Biden unveils new regulations to reduce US methane emissions

Accounting for 10% greenhouse emissions in US, one ton of methane has 80 times warming impact of CO2.

Biden unveils new regulations to reduce US methane emissions

The Biden administration on Tuesday unveiled new regulations on US methane emissions as part of a multilateral target of cutting global methane emissions by 30% by 2030.

"The oil and gas industry is the largest industrial source of methane emissions in the United States, responsible for approximately 30% of total methane emissions," the White House said in a statement.

When he took office this January, President Joe Biden ordered the Environmental Protection Agency (EPA) to issue regulations under the Clean Air Act to reduce oil and gas industry methane emissions, and the EPA on Monday proposed new regulations that broaden methane emissions reduction for new oil and gas facilities.

US states are now required to develop plans that will reduce methane emissions from existing sources nationwide, including an estimated 300,000 oil and gas well sites.
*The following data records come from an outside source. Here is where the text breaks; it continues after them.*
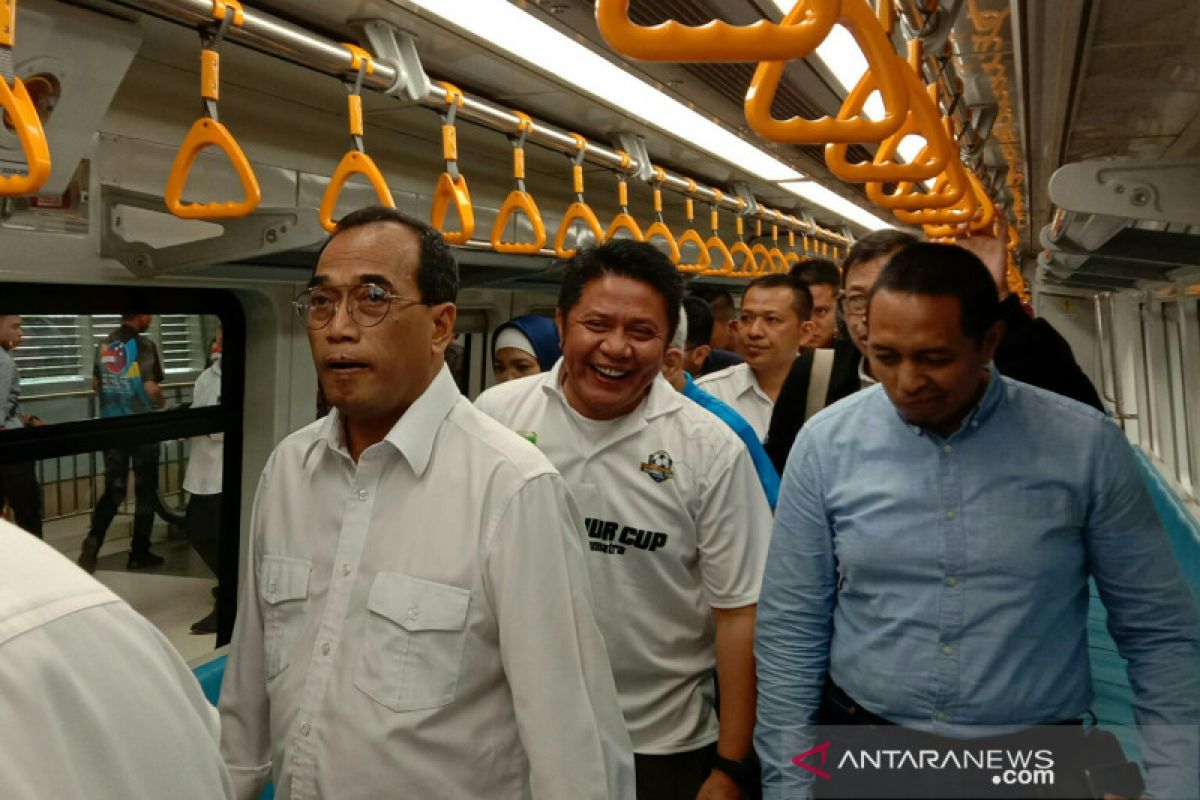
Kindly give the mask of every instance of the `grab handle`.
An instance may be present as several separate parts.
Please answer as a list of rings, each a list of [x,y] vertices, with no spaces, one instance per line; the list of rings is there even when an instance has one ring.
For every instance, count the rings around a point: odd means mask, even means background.
[[[0,177],[0,195],[11,197],[34,194],[50,177],[50,147],[46,143],[42,120],[38,117],[33,100],[30,99],[29,92],[20,78],[14,77],[12,88],[9,88],[4,77],[0,75],[0,109],[8,115],[9,122],[17,133],[27,165],[24,175]]]
[[[792,144],[879,142],[903,124],[908,111],[908,91],[904,79],[895,69],[895,51],[874,12],[864,0],[841,0],[838,22],[850,31],[867,58],[867,73],[863,80],[874,76],[879,82],[883,116],[877,120],[867,119],[862,114],[851,118],[839,114],[837,119],[776,119],[771,114],[771,104],[775,101],[786,62],[763,61],[754,71],[745,102],[746,121],[756,132],[772,141]]]
[[[691,178],[687,179],[687,191],[688,194],[683,198],[687,228],[679,234],[679,240],[676,242],[679,246],[680,256],[679,263],[675,266],[680,272],[704,272],[712,266],[712,253],[708,252],[708,247],[704,244],[704,237],[696,230],[696,207],[691,198],[692,193],[696,191],[696,182]],[[689,244],[696,248],[696,260],[685,262],[683,248]]]
[[[800,0],[779,24],[643,26],[630,20],[629,0],[597,0],[596,23],[609,47],[643,61],[763,61],[803,58],[829,34],[837,9],[838,0]]]
[[[587,139],[578,133],[572,133],[575,140],[575,155],[571,157],[571,188],[575,190],[575,202],[567,206],[562,221],[558,223],[558,233],[554,235],[554,254],[559,258],[571,258],[578,248],[567,247],[567,233],[571,226],[582,222],[592,232],[592,238],[597,242],[604,241],[604,228],[596,219],[596,212],[587,204],[583,196],[583,159],[587,154]]]
[[[429,224],[442,232],[450,244],[466,244],[475,235],[475,209],[471,207],[471,192],[467,179],[458,170],[458,129],[454,127],[454,116],[463,104],[462,90],[451,83],[439,81],[446,90],[446,111],[442,116],[442,160],[446,170],[438,176],[433,189],[433,209]],[[448,231],[446,214],[450,206],[458,214],[458,230]]]
[[[240,201],[214,201],[210,203],[185,203],[183,187],[187,183],[188,174],[196,162],[196,156],[206,147],[215,147],[225,154],[233,171],[242,184],[244,197]],[[258,179],[246,154],[238,146],[233,135],[215,119],[201,117],[192,123],[191,129],[175,154],[171,164],[171,172],[167,176],[167,190],[163,194],[167,210],[181,219],[225,219],[228,217],[244,217],[258,208],[262,200],[262,190],[259,189]]]
[[[621,231],[628,233],[635,241],[646,241],[646,235],[642,233],[641,226],[637,220],[629,214],[629,187],[625,183],[625,173],[617,173],[617,206],[621,209],[613,221],[608,224],[608,229],[604,232],[604,240],[614,238]]]
[[[353,175],[362,175],[371,182],[380,205],[388,208],[396,207],[387,181],[383,179],[383,173],[379,171],[379,167],[375,166],[371,157],[358,150],[349,150],[338,162],[337,168],[333,171],[333,177],[329,179],[329,185],[325,187],[325,196],[321,198],[319,217],[321,227],[331,233],[337,228],[337,223],[333,220],[333,209],[337,206],[338,197],[341,195],[346,181]]]
[[[517,188],[508,193],[504,205],[496,214],[496,221],[492,224],[492,249],[497,253],[530,255],[541,252],[546,244],[546,224],[542,221],[542,212],[538,211],[533,195],[525,191],[525,137],[533,130],[533,120],[520,111],[514,111],[513,114],[517,117],[517,135],[510,136],[509,141],[512,142],[513,181]],[[528,242],[506,242],[504,229],[508,227],[509,217],[518,211],[529,218],[529,224],[533,226],[533,239]]]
"Overall, the proposed requirements would reduce by approximately 75% emissions from the sources, equipment, and operations that the proposal covers,” according to the US Methane Emissions Reduction Action Plan report. “Those reductions would total 41 million cumulative tons of methane between 2023 and 2035, the equivalent of 920 million metric tons of CO2."
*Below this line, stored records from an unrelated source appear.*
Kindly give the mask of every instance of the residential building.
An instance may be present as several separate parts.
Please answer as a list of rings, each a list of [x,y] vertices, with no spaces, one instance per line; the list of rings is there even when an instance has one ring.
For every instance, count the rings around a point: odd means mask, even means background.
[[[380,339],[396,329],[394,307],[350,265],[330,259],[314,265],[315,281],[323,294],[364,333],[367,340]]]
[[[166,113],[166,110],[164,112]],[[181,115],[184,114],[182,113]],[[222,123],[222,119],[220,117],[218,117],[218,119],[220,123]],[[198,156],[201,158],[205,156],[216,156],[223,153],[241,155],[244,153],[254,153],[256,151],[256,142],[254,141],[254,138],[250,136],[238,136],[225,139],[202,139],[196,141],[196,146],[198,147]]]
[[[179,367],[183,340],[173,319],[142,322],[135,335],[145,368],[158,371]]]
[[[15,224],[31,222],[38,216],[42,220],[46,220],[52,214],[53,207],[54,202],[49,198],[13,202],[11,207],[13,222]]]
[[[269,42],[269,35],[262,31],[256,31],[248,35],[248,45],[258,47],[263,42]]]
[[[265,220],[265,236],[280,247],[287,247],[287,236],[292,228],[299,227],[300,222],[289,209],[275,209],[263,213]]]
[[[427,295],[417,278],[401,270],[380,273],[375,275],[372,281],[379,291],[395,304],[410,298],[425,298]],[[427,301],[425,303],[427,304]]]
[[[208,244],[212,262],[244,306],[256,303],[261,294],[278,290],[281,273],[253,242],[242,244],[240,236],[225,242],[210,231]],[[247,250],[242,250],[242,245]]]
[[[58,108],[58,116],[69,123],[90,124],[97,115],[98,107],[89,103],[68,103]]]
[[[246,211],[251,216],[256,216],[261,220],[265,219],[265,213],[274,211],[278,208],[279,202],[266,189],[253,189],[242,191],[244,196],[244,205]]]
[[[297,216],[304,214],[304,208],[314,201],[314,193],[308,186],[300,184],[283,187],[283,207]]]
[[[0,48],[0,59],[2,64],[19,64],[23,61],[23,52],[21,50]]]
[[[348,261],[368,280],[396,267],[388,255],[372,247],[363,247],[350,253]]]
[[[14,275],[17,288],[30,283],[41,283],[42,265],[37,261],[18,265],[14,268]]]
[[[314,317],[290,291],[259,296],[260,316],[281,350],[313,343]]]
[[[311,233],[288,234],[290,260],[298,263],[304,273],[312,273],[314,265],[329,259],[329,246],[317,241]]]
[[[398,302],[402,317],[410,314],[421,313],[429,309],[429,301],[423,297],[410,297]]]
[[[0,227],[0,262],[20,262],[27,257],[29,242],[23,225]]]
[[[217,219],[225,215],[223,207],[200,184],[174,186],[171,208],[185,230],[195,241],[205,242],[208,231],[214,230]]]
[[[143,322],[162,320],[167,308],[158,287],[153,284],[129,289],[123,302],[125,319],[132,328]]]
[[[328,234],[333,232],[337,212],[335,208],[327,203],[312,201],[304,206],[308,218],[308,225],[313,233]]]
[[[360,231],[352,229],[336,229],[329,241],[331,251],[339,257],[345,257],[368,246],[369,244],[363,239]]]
Focusing on the venting and flaring of methane from oil and gas operations and wells, the Interior Department is planning closures on public lands and waters and the plugging of empty wells still releasing methane, the report said.
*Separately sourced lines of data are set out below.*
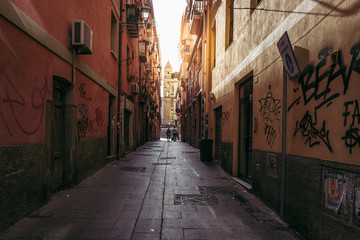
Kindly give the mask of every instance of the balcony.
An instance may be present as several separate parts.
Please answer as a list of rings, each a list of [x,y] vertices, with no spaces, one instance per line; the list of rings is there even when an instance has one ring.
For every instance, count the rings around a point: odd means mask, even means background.
[[[190,55],[191,55],[190,42],[191,42],[191,40],[188,40],[188,39],[183,39],[181,41],[180,55],[181,55],[181,59],[183,60],[184,63],[188,63],[190,61]]]
[[[139,42],[139,58],[141,62],[147,62],[145,42]]]
[[[204,4],[202,1],[193,1],[190,10],[190,34],[196,35],[200,28]]]
[[[126,4],[126,26],[131,38],[139,37],[139,9],[136,4]]]

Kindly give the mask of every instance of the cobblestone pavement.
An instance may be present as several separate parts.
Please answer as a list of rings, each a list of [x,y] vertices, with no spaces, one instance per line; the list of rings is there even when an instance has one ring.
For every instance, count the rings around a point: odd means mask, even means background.
[[[15,223],[0,239],[300,239],[199,150],[149,142]]]

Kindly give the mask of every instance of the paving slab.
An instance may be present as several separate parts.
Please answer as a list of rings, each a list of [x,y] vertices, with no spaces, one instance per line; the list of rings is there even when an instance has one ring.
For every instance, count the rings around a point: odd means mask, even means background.
[[[108,163],[0,239],[302,239],[198,149],[154,141]]]

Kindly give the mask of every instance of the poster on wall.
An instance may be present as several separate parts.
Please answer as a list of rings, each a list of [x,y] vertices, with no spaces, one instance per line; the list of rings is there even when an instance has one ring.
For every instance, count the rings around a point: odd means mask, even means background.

The Transportation Department is aiming to reduce or eliminate leaks or ruptures of oil and gas pipelines at underground natural gas storage facilities and from liquefied natural gas (LNG) operations, it added.

Methane accounts for around 10% of human-caused greenhouse gas emissions in the US, while one ton of methane in the atmosphere has about 80 times the warming impact of a ton of CO2, according to the report.

The Global Methane Pledge announced in September by the EU and the US aims to reduce global methane emissions 30% from 2020 levels by 2030.

"The official launch event the second day of COP-26 will announce that more than 90 governments have now joined the pledge, including 15 of the world’s top 30 methane emitters: the United States, EU, Indonesia, Pakistan, Argentina, Mexico, Nigeria, Iraq, Vietnam, Canada," the White House said.